Phone interviews are more “anonymous” and are better for gathering classified and in-depth data : With a telephone interview, you can keep the respondents’ answers private. Respondents needn’t have to answer questions in front of a group of strangers, which might prevent them from being honest. The one-to-one relationship with the interviewer on the phone can aid in remedying this.
Phone interviews make it much easier to make contact with your target audience: Maybe there aren’t too many of your target market in the location/region you’re running your focus group. Telephone interviews let you to “cherry pick” prospects from across the country, and even the world.
You have inadequate time and intend to get started with your research immediately: With phone interviews you can begin interviewing as soon as you have your first recruit. You won’t suffer the time lag that you’d otherwise have with getting a group of respondents together, deciding on a location, a moderator and planning an entire event; you can do your telephone interviews by yourself.

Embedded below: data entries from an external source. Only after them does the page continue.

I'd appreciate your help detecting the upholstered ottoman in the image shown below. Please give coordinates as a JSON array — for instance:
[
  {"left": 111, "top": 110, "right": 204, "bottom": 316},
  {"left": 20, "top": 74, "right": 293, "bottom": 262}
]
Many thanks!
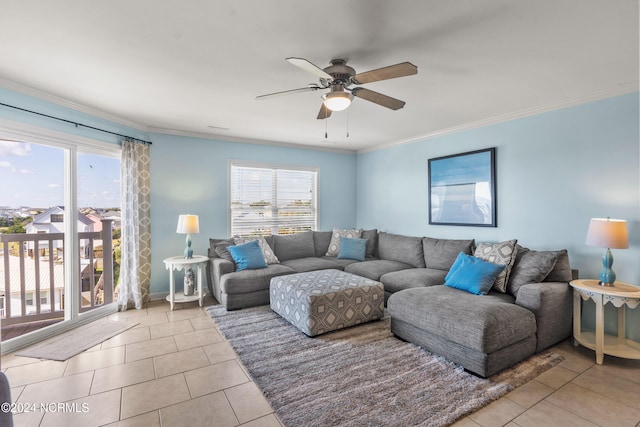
[{"left": 269, "top": 270, "right": 384, "bottom": 337}]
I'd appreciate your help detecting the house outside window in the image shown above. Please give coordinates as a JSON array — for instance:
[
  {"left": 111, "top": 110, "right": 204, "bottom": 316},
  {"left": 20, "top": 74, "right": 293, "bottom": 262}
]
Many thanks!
[{"left": 229, "top": 161, "right": 318, "bottom": 237}]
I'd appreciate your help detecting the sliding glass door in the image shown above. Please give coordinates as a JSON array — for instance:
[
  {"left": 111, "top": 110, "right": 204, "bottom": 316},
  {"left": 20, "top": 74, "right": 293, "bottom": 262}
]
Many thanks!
[{"left": 0, "top": 123, "right": 120, "bottom": 353}]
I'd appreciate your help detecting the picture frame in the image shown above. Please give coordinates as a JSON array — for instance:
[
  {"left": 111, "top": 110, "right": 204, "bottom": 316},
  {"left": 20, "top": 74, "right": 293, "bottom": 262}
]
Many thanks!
[{"left": 428, "top": 147, "right": 497, "bottom": 227}]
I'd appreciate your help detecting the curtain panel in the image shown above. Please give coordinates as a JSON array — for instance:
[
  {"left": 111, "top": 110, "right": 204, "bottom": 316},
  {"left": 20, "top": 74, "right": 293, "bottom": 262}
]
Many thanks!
[{"left": 118, "top": 140, "right": 151, "bottom": 311}]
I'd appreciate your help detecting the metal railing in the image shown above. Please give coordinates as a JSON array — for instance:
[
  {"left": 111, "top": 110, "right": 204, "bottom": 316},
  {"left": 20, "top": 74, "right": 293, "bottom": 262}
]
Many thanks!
[{"left": 0, "top": 220, "right": 114, "bottom": 327}]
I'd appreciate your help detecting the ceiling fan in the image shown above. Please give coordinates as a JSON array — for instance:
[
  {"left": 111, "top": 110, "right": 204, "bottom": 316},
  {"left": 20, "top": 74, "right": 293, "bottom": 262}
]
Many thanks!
[{"left": 256, "top": 58, "right": 418, "bottom": 119}]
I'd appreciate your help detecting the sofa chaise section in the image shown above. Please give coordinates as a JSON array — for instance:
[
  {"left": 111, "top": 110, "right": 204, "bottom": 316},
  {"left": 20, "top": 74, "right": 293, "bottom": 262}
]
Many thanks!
[{"left": 387, "top": 286, "right": 536, "bottom": 377}]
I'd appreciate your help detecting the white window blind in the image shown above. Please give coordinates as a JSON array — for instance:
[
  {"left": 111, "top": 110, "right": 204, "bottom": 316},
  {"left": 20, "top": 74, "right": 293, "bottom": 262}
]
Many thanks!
[{"left": 229, "top": 163, "right": 318, "bottom": 237}]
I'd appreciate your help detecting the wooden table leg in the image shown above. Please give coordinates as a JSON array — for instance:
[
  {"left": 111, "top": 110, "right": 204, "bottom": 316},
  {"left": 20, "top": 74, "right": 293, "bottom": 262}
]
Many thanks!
[{"left": 594, "top": 295, "right": 604, "bottom": 365}]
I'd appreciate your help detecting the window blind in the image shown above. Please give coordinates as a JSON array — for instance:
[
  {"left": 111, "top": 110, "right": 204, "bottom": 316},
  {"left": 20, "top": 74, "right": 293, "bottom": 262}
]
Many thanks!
[{"left": 230, "top": 163, "right": 318, "bottom": 237}]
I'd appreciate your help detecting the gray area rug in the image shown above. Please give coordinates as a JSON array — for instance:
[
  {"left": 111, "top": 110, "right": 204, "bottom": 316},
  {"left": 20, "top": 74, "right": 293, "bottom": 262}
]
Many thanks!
[
  {"left": 207, "top": 306, "right": 563, "bottom": 427},
  {"left": 15, "top": 320, "right": 138, "bottom": 361}
]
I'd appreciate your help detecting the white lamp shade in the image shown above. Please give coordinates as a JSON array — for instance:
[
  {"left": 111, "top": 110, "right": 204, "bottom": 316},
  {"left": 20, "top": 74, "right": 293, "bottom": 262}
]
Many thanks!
[
  {"left": 176, "top": 214, "right": 200, "bottom": 234},
  {"left": 585, "top": 218, "right": 629, "bottom": 249},
  {"left": 322, "top": 91, "right": 353, "bottom": 111}
]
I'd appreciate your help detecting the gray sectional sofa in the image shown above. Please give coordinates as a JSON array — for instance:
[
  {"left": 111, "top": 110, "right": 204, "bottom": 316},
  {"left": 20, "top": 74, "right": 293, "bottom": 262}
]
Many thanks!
[{"left": 208, "top": 230, "right": 576, "bottom": 377}]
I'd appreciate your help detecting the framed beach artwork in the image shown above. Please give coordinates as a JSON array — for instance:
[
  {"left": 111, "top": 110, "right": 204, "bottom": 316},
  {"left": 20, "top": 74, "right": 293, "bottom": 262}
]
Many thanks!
[{"left": 429, "top": 147, "right": 497, "bottom": 227}]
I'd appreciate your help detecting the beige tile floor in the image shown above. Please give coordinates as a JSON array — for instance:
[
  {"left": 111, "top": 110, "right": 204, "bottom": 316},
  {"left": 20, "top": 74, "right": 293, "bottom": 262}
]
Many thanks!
[{"left": 1, "top": 298, "right": 640, "bottom": 427}]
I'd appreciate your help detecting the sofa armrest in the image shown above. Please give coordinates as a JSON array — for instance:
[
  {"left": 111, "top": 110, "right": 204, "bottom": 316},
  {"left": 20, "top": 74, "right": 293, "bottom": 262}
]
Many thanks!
[
  {"left": 516, "top": 282, "right": 573, "bottom": 353},
  {"left": 207, "top": 258, "right": 236, "bottom": 301}
]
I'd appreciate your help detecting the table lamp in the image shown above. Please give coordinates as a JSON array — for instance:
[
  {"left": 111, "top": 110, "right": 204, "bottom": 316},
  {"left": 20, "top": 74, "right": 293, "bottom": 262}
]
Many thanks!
[
  {"left": 585, "top": 217, "right": 629, "bottom": 286},
  {"left": 176, "top": 214, "right": 200, "bottom": 258},
  {"left": 176, "top": 214, "right": 200, "bottom": 296}
]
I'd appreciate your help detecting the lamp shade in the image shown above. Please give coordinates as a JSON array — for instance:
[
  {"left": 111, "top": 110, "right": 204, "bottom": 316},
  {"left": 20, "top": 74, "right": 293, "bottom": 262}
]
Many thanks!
[
  {"left": 322, "top": 91, "right": 353, "bottom": 111},
  {"left": 585, "top": 218, "right": 629, "bottom": 249},
  {"left": 176, "top": 214, "right": 200, "bottom": 234}
]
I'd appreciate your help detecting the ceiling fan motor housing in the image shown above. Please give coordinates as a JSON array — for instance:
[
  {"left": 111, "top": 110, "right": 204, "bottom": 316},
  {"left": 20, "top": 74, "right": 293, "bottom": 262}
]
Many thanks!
[{"left": 324, "top": 59, "right": 356, "bottom": 87}]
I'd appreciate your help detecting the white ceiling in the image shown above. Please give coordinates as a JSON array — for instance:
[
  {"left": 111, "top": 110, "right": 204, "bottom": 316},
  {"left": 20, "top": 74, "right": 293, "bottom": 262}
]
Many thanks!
[{"left": 0, "top": 0, "right": 639, "bottom": 150}]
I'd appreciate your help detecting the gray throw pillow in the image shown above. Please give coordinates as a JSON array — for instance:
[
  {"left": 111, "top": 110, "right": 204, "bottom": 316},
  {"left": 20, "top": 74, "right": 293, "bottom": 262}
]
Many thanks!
[
  {"left": 209, "top": 239, "right": 235, "bottom": 259},
  {"left": 233, "top": 236, "right": 280, "bottom": 264},
  {"left": 360, "top": 228, "right": 378, "bottom": 258},
  {"left": 325, "top": 228, "right": 362, "bottom": 257},
  {"left": 474, "top": 239, "right": 518, "bottom": 294},
  {"left": 378, "top": 231, "right": 426, "bottom": 268},
  {"left": 507, "top": 246, "right": 558, "bottom": 296},
  {"left": 544, "top": 249, "right": 573, "bottom": 282},
  {"left": 273, "top": 231, "right": 316, "bottom": 262},
  {"left": 422, "top": 237, "right": 476, "bottom": 271}
]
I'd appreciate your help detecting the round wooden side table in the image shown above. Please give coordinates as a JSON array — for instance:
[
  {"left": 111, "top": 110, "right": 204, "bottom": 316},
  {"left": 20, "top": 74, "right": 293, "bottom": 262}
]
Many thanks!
[
  {"left": 163, "top": 255, "right": 209, "bottom": 310},
  {"left": 569, "top": 280, "right": 640, "bottom": 365}
]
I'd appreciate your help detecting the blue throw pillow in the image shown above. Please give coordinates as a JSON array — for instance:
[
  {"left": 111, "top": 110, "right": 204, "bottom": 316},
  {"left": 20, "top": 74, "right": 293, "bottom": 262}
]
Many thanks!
[
  {"left": 227, "top": 240, "right": 267, "bottom": 271},
  {"left": 338, "top": 237, "right": 367, "bottom": 261},
  {"left": 444, "top": 253, "right": 506, "bottom": 295}
]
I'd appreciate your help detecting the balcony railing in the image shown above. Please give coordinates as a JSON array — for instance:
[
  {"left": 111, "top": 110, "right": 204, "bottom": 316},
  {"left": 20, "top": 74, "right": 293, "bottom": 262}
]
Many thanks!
[{"left": 0, "top": 220, "right": 114, "bottom": 335}]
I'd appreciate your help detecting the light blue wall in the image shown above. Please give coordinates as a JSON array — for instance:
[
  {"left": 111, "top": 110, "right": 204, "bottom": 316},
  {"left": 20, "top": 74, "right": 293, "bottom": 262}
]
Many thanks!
[
  {"left": 357, "top": 93, "right": 640, "bottom": 284},
  {"left": 0, "top": 88, "right": 356, "bottom": 297},
  {"left": 151, "top": 134, "right": 356, "bottom": 294},
  {"left": 357, "top": 93, "right": 640, "bottom": 341}
]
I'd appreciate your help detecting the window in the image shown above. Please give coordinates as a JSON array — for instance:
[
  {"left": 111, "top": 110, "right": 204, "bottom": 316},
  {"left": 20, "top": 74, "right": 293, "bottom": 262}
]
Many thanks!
[{"left": 229, "top": 162, "right": 318, "bottom": 237}]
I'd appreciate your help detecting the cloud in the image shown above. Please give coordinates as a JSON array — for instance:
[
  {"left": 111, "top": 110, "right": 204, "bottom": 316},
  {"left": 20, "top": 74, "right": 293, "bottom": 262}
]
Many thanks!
[{"left": 0, "top": 139, "right": 31, "bottom": 156}]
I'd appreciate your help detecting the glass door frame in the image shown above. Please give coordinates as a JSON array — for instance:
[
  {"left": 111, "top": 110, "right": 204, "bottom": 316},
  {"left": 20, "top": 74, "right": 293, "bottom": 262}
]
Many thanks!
[{"left": 0, "top": 119, "right": 121, "bottom": 354}]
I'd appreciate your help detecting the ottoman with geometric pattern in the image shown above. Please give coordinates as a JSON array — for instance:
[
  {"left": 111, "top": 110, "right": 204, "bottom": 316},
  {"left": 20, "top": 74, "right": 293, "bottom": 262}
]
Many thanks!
[{"left": 269, "top": 270, "right": 384, "bottom": 337}]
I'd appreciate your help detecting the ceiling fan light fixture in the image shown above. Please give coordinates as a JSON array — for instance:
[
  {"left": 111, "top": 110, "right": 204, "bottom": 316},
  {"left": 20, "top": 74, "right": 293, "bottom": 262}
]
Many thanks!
[{"left": 322, "top": 91, "right": 353, "bottom": 111}]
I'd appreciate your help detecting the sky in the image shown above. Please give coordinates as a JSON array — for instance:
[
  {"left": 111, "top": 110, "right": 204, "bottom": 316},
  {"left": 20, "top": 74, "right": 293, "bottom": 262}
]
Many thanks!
[{"left": 0, "top": 140, "right": 120, "bottom": 208}]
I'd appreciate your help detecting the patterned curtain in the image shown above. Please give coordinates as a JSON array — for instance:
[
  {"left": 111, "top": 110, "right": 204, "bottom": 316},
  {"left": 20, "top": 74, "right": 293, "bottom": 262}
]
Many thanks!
[{"left": 118, "top": 140, "right": 151, "bottom": 311}]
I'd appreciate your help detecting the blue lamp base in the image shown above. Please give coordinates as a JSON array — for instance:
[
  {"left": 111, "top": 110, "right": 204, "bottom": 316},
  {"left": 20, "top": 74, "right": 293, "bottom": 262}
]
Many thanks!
[
  {"left": 600, "top": 248, "right": 616, "bottom": 286},
  {"left": 184, "top": 234, "right": 193, "bottom": 259}
]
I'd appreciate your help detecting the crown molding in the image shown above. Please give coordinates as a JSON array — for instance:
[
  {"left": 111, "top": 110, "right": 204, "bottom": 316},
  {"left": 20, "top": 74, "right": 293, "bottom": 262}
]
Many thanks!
[
  {"left": 0, "top": 76, "right": 149, "bottom": 132},
  {"left": 358, "top": 80, "right": 639, "bottom": 154},
  {"left": 148, "top": 127, "right": 357, "bottom": 154}
]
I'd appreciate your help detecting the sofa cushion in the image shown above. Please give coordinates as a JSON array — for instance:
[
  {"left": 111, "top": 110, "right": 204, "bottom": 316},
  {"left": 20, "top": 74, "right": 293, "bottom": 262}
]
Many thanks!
[
  {"left": 344, "top": 259, "right": 414, "bottom": 281},
  {"left": 281, "top": 257, "right": 344, "bottom": 273},
  {"left": 422, "top": 237, "right": 475, "bottom": 271},
  {"left": 220, "top": 264, "right": 296, "bottom": 294},
  {"left": 313, "top": 231, "right": 333, "bottom": 257},
  {"left": 444, "top": 252, "right": 506, "bottom": 295},
  {"left": 507, "top": 246, "right": 558, "bottom": 296},
  {"left": 273, "top": 231, "right": 316, "bottom": 262},
  {"left": 360, "top": 228, "right": 378, "bottom": 258},
  {"left": 380, "top": 268, "right": 447, "bottom": 292},
  {"left": 544, "top": 249, "right": 573, "bottom": 282},
  {"left": 233, "top": 236, "right": 280, "bottom": 264},
  {"left": 227, "top": 240, "right": 267, "bottom": 271},
  {"left": 338, "top": 237, "right": 367, "bottom": 261},
  {"left": 474, "top": 239, "right": 518, "bottom": 293},
  {"left": 325, "top": 228, "right": 362, "bottom": 256},
  {"left": 378, "top": 232, "right": 426, "bottom": 268},
  {"left": 320, "top": 256, "right": 359, "bottom": 270},
  {"left": 387, "top": 286, "right": 536, "bottom": 353}
]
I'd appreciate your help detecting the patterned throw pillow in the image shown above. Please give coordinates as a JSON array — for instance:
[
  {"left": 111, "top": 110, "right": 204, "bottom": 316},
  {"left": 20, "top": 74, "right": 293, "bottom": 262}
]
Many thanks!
[
  {"left": 474, "top": 239, "right": 518, "bottom": 293},
  {"left": 325, "top": 228, "right": 362, "bottom": 257},
  {"left": 233, "top": 236, "right": 280, "bottom": 264}
]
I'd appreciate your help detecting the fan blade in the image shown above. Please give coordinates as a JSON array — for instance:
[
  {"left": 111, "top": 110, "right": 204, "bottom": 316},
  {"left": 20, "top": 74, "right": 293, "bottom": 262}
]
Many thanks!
[
  {"left": 352, "top": 62, "right": 418, "bottom": 85},
  {"left": 256, "top": 85, "right": 320, "bottom": 100},
  {"left": 351, "top": 87, "right": 405, "bottom": 110},
  {"left": 316, "top": 102, "right": 331, "bottom": 120},
  {"left": 287, "top": 58, "right": 333, "bottom": 81}
]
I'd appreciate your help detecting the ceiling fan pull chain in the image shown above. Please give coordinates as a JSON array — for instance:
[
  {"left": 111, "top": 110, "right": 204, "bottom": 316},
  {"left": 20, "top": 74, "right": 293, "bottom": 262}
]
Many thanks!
[{"left": 347, "top": 110, "right": 349, "bottom": 138}]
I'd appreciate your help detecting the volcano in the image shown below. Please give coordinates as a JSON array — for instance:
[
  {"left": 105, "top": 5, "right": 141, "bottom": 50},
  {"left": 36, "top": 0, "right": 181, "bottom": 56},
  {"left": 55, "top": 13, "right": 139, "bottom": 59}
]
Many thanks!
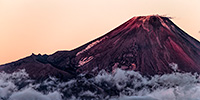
[{"left": 0, "top": 15, "right": 200, "bottom": 79}]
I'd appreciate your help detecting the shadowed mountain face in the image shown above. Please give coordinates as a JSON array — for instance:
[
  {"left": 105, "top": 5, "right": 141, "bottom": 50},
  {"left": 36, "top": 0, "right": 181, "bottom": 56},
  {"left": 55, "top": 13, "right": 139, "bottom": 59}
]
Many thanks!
[{"left": 0, "top": 15, "right": 200, "bottom": 79}]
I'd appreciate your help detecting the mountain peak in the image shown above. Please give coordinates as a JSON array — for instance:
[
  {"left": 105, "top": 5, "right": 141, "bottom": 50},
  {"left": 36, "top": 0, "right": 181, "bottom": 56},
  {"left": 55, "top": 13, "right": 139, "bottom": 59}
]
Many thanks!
[{"left": 0, "top": 15, "right": 200, "bottom": 78}]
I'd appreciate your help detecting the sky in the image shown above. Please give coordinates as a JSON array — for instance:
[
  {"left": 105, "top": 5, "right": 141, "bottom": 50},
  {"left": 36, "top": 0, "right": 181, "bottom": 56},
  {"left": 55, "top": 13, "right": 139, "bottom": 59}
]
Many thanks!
[{"left": 0, "top": 0, "right": 200, "bottom": 64}]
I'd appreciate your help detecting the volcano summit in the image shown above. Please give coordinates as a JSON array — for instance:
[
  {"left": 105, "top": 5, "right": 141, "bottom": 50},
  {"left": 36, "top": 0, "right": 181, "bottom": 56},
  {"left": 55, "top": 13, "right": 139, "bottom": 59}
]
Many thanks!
[{"left": 0, "top": 15, "right": 200, "bottom": 79}]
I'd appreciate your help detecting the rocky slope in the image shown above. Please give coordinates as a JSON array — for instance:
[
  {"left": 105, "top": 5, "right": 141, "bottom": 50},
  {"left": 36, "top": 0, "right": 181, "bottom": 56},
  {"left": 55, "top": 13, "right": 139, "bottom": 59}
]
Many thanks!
[{"left": 0, "top": 15, "right": 200, "bottom": 79}]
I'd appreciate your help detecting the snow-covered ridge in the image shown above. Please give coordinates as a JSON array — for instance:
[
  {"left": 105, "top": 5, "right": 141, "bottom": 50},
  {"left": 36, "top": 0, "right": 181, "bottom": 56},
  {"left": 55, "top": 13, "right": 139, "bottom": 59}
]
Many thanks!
[{"left": 76, "top": 36, "right": 108, "bottom": 56}]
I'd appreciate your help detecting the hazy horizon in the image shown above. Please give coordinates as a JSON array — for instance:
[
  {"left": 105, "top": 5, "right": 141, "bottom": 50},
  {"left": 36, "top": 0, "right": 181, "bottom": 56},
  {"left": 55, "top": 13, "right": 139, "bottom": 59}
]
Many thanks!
[{"left": 0, "top": 0, "right": 200, "bottom": 64}]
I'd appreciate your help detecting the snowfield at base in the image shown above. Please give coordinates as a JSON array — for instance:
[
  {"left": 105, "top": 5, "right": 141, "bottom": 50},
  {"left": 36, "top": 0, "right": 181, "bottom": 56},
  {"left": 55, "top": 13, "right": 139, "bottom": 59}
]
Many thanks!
[{"left": 0, "top": 69, "right": 200, "bottom": 100}]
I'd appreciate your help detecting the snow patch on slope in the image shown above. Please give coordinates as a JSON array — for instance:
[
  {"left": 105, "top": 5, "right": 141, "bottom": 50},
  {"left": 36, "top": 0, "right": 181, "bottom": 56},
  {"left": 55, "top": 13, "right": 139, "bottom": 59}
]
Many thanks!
[{"left": 76, "top": 36, "right": 108, "bottom": 56}]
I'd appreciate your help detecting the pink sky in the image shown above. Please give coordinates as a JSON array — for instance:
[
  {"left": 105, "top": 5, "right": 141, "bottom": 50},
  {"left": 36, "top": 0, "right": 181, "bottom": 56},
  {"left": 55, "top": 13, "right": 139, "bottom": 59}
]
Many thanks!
[{"left": 0, "top": 0, "right": 200, "bottom": 64}]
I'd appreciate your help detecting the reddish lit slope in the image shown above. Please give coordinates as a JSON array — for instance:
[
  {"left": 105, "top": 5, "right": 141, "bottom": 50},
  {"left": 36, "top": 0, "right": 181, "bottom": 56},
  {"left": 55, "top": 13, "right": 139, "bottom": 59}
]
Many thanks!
[
  {"left": 0, "top": 15, "right": 200, "bottom": 79},
  {"left": 76, "top": 16, "right": 200, "bottom": 75}
]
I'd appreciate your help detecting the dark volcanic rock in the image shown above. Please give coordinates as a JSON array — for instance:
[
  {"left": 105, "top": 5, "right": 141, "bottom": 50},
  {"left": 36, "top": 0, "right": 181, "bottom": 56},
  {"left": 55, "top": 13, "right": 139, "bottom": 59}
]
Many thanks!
[
  {"left": 76, "top": 16, "right": 200, "bottom": 75},
  {"left": 0, "top": 15, "right": 200, "bottom": 79}
]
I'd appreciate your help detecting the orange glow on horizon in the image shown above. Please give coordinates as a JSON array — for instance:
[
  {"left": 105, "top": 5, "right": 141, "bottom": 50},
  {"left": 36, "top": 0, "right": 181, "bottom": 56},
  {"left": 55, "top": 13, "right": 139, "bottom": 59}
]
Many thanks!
[{"left": 0, "top": 0, "right": 200, "bottom": 64}]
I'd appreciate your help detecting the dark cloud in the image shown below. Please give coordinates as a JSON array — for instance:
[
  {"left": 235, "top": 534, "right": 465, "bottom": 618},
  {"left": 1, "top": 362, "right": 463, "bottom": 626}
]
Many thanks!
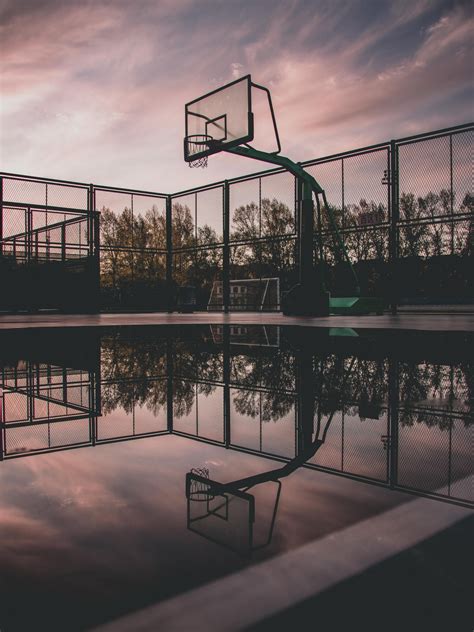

Better participation from respondents: Since respondents can take phone calls from anywhere, they can be more flexible, which increases the chance of contribution in the study. Also, the same faces tend to show up at focus groups; telephone interviews allow you to talk to new people from new markets. So, with phone interviews, not only can you get more input, but you can also get better quality input too.
Telephone interviews are much cheaper: In-depth focus groups can get extremely costly. Not only do you have to pay for the moderator to lead the session, you also have to pay him/her for summarizing the information and presenting it to you. In the case that you want to attend the focus group yourself, you have to add in the cost of your travel, lodging and other expenses, along with the financial incentives needed to pay respondents for their participation. Conversely, if your telephone interviews are short enough, often times you can get by without paying anything.
Faria Rahman assists our portfolio with research initiatives.